L'anecdote est impossible, l'abstraction ne se dit pas. Elle n'est ni conceptuelle ni alignement de couleurs dans une forme plus ou moins contenue. Nous sommes ici à sa source. Tenter, malgré l'impuissance. Nous sommes proches des derniers textes, plus abstraits, de Samuel Beckett, dans son « tant bien que mal et tant mal que pis ».
Tenter de dire, de montrer, sans rien raconter, saisir cette perception qui colle à la peau. Cette organicité, cet élan de vie, l'échec aussi. Jamais de beau pour du beau. Nous sommes dans l'exigence de la peinture, dans ce qu'elle convoque de silence et de contemplation, sans plus aucune référence. Nous voguons, nous flottons, parfois nous sommes ramenés à la matière sourde, par un geste, une couleur, comme une terre primitive.

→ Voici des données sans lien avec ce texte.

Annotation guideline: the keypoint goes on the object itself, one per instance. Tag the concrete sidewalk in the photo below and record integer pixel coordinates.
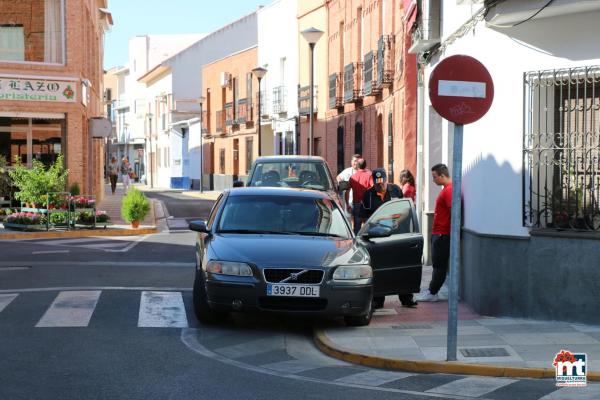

Alors s'élaborent des signes que le peintre lui-même ignore. Ne pas faire de beau, éviter la cohérence, chercher sans cesse ce qui échappe. Casser l'unité du tableau par des diptyques. Haut et bas indifférents. Chercher l'absolu qui bat au creux du geste, et qui poursuit indéfiniment sa quête. Couleur, espace, abécédaire, un geste qui bifurque aussitôt pour autre chose. De digression en digression, de surprises en surprises, la peinture fait son chemin, s'accompagnant parfois de trouées blanches, d'une aspiration lumineuse.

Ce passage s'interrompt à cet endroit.